Le 15 avril 1921, naissait Settimia Spizzichino, la seule femme ayant survécu à la rafle du ghetto juif de Rome survenu le 16 octobre 1943. 1022 personnes furent déportés vers le camp d’extermination d’Auschwitz-Birkenau. Seuls Settimia et 16 hommes retournèrent chez eux.
Au cours de sa vie, elle a témoigné aux générations les plus jeunes de l’horreur de la guerre et de l’antisémitisme, en délivrant un message de paix. Nous nous rappelons Settimia avec une vidéo de la marche du souvenir organisée en 1998 avec la Communauté de Sant'Egidio et la Communauté juive de Rome, ainsi qu’avec son histoire, extraite du livre « Les années volées. »
"Ce sont des choses que nous voulons tous oublier. Mais pas moi. Moi, toute ma vie, je veux me rappeler de tout, même de cette expérience terrible qui s’appelle Auschwitz : deux années en Pologne (et en Allemagne), deux hivers, or en Pologne, on ressent vraiment l’hiver ; c’est un assassinat…même si le froid ne fut pas la pire chose.
Tout cela fait partie de ma vie, et surtout fait partie de la vie de tant d’autres personnes qui ne sont pas sorties vivantes du camp. Envers ces personnes j’ai un devoir de mémoire : je dois me rappeler pour raconter aussi leur histoire. Je l’ai promis quand je suis revenue à la maison ; et cette résolution s’est renforcée tout au long de ces années, particulièrement chaque fois que quelqu’un osait dire que tout cela n’était jamais arrivé, ou n’était pas vrai.
J’ai une bonne mémoire. Et puis ces deux années, je les ai racontées tant de fois : aux journalistes, à la télévision, aux hommes politiques, aux jeunes des écoles pendant les nombreux voyages que j’ai fait pour les accompagner à Auschwitz... même si je ne suis pas toujours entrée dans les détails.
A Auschwitz, on souhaite retourner – plusieurs de ces jeunes le souhaitent aussi – et cela peut sembler étrange à certains. Mais pourquoi ? C’est comme d’aller au cimetière pour y déposer des fleurs et une prière. – Je racontais cela dans le bus qui nous amenait en Pologne. On parlait dans le bus, quand on arrivait à Auschwitz, c’est la guide qui parlait et les choses parlaient d’elles-mêmes. Les peu de choses qui sont restées. C’est un musée, mais les fours crématoires, les chambres à gaz, les constructions en briques ont été détruites. La première fois que j’y suis retournée, j’ai éprouvé plus de désillusion que d’émotion, je ne reconnaissais pas le lieu.

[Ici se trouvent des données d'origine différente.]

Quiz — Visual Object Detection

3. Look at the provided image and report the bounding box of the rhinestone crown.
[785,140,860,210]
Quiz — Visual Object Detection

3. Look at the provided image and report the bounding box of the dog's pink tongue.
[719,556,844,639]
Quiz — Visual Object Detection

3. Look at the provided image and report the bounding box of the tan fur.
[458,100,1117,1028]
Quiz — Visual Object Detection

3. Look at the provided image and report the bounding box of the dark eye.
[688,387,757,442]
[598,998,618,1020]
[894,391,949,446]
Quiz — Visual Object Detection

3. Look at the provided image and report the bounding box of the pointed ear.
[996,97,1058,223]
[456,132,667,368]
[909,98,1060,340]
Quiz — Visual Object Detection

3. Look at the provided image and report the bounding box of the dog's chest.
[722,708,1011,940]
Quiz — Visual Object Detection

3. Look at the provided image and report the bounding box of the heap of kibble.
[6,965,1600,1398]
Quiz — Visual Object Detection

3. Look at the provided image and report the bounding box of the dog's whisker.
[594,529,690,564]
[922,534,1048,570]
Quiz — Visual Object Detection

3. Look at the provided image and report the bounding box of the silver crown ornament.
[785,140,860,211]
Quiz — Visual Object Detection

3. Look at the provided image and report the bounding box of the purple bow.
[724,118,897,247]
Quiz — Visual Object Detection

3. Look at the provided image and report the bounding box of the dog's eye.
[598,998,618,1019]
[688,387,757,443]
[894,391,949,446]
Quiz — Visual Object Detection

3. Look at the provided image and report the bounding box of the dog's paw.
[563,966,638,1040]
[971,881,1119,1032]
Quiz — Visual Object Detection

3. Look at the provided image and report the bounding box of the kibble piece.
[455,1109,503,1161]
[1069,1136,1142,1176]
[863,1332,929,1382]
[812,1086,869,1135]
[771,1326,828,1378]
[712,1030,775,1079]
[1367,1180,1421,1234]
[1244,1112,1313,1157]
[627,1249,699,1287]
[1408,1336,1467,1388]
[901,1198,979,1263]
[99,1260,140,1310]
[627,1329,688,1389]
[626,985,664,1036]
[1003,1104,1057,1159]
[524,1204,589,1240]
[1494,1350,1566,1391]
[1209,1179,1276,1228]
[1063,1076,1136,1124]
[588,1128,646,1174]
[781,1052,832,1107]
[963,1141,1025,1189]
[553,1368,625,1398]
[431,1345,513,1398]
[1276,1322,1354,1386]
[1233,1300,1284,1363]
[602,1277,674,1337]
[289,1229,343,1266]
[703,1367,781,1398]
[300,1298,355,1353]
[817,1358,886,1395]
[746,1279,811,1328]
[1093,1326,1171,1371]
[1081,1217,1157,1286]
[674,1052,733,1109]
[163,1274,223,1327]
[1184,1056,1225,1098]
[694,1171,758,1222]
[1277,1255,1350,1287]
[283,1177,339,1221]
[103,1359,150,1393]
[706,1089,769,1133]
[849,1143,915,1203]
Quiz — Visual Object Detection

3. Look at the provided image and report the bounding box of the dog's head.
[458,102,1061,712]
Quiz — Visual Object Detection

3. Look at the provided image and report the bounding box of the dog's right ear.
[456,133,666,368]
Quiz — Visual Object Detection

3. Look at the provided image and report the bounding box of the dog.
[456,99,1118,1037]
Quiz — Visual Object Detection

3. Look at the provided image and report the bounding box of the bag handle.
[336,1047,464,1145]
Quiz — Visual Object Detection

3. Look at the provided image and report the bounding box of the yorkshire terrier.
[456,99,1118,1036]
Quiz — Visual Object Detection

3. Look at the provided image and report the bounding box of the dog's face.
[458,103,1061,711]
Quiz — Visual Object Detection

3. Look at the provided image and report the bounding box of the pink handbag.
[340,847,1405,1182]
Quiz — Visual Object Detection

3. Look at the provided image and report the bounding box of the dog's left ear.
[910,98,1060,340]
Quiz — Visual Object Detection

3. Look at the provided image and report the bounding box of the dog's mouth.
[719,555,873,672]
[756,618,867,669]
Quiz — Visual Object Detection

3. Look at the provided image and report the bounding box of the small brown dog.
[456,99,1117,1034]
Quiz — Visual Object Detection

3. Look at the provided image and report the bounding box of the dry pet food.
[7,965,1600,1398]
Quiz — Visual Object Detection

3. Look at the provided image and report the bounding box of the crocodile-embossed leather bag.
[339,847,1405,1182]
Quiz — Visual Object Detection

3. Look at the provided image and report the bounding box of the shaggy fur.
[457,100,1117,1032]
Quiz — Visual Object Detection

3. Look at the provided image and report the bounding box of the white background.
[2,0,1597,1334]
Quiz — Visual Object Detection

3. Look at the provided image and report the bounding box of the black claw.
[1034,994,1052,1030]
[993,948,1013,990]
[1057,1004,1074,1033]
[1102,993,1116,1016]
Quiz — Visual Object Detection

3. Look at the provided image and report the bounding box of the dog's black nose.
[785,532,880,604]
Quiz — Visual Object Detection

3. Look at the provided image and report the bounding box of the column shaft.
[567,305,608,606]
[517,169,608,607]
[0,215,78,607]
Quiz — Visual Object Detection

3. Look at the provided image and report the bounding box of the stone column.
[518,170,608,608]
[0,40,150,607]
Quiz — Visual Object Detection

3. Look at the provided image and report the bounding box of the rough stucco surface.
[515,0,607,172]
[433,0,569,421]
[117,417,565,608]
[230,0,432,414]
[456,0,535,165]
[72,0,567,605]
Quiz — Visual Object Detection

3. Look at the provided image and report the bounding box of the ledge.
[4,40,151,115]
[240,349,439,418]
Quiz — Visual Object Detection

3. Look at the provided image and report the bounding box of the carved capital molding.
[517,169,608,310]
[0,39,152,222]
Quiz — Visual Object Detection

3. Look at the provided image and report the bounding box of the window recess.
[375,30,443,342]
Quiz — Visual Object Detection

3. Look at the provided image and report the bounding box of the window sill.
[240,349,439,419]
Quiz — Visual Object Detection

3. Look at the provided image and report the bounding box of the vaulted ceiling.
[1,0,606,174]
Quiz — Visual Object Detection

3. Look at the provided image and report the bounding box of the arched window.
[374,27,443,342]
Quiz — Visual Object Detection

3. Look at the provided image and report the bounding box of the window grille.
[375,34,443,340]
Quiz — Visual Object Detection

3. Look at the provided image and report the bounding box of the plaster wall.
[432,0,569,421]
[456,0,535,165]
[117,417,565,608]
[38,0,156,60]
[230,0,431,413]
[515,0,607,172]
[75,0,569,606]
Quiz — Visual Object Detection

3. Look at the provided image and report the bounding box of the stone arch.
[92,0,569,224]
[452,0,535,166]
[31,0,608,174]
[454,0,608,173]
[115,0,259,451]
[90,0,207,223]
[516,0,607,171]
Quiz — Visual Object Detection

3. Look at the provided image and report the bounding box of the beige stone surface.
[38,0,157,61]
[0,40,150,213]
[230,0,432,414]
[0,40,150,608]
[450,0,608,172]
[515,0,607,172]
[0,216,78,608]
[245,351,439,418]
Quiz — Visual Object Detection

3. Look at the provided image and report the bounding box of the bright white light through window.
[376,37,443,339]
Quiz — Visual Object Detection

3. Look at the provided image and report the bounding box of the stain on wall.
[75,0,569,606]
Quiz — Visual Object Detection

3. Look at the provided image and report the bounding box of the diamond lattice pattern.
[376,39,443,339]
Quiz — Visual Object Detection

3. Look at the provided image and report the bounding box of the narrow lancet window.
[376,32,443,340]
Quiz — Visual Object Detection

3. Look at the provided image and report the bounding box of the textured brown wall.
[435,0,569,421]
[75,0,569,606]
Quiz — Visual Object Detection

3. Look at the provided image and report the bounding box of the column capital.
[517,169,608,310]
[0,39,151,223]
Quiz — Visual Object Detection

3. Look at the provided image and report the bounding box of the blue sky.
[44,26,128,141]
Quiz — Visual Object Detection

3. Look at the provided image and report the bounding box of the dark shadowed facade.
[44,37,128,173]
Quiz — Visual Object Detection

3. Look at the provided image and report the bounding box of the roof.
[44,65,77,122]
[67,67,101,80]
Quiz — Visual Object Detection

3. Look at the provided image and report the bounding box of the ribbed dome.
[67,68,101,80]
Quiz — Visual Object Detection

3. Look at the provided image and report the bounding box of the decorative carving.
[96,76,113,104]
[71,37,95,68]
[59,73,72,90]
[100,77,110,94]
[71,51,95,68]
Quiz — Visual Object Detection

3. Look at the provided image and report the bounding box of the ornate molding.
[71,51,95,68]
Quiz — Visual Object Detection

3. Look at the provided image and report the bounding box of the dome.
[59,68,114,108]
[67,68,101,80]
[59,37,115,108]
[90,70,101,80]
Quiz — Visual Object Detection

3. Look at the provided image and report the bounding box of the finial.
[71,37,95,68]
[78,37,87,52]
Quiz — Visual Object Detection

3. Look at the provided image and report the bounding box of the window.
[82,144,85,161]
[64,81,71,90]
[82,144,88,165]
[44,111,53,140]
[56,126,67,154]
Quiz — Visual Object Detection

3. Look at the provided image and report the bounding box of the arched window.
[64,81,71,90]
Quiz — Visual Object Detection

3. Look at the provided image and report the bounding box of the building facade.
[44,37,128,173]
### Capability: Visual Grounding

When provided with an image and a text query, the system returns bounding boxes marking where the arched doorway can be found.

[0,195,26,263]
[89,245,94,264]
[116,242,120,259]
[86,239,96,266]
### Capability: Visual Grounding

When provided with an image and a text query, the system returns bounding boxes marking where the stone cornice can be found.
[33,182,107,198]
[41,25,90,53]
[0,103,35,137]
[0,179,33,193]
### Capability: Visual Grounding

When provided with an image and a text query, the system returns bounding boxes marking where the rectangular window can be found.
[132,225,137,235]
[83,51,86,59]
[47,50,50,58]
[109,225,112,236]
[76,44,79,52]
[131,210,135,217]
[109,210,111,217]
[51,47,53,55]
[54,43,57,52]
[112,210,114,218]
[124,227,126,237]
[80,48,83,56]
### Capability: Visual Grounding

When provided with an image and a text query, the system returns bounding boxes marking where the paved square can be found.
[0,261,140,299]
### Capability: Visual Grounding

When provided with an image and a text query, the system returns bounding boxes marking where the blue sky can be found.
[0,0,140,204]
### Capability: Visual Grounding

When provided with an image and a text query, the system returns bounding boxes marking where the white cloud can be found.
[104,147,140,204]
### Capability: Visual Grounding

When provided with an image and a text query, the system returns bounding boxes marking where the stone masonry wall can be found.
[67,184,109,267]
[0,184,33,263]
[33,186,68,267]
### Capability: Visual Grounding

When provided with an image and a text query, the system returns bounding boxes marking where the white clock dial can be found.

Durant les 50 années qui se sont écoulées, j’ai souvent été sollicitée pour écrire ce livre… Et je voulais le faire ; mais il y avait encore la famille de ceux qui sont restés là-bas, les parents, les frères, les maris, les fils de mes compagnes du groupe de travail. Nous étions 48 et moi seule suis revenue vivante. J’ai vu mourir nombre d’entre elles ; pour les autres, je sais ce qui leur est arrivé. Comment raconter à une mère, à un père que leur fille de 20 ans est morte de la gangrène, à cause des coups reçus par un Kapo ? Comment décrire la folie de quelques-unes de ces filles à ceux qui les aimaient ? Maintenant, nombre de parents, de frères, de maris ne sont plus là : les blessures ne sont plus aussi fraîches. A ceux qui restent, j’espère ne pas faire trop de mal. Mais maintenant je dois respecter la promesse que j’ai faite aux 47 filles qui sont mortes à Auschwitz, mes compagnes de labeur. Ainsi qu’à tous les autres millions de mort du camp nazi.
Ma sœur Giuditta faisait partie aussi de ce groupe. Giuditta, si belle, si fragile, qui fut déportée le même jour que moi, le 16 octobre 1943. Giuditta, cause involontaire de mon arrestation ainsi que celle de ma famille."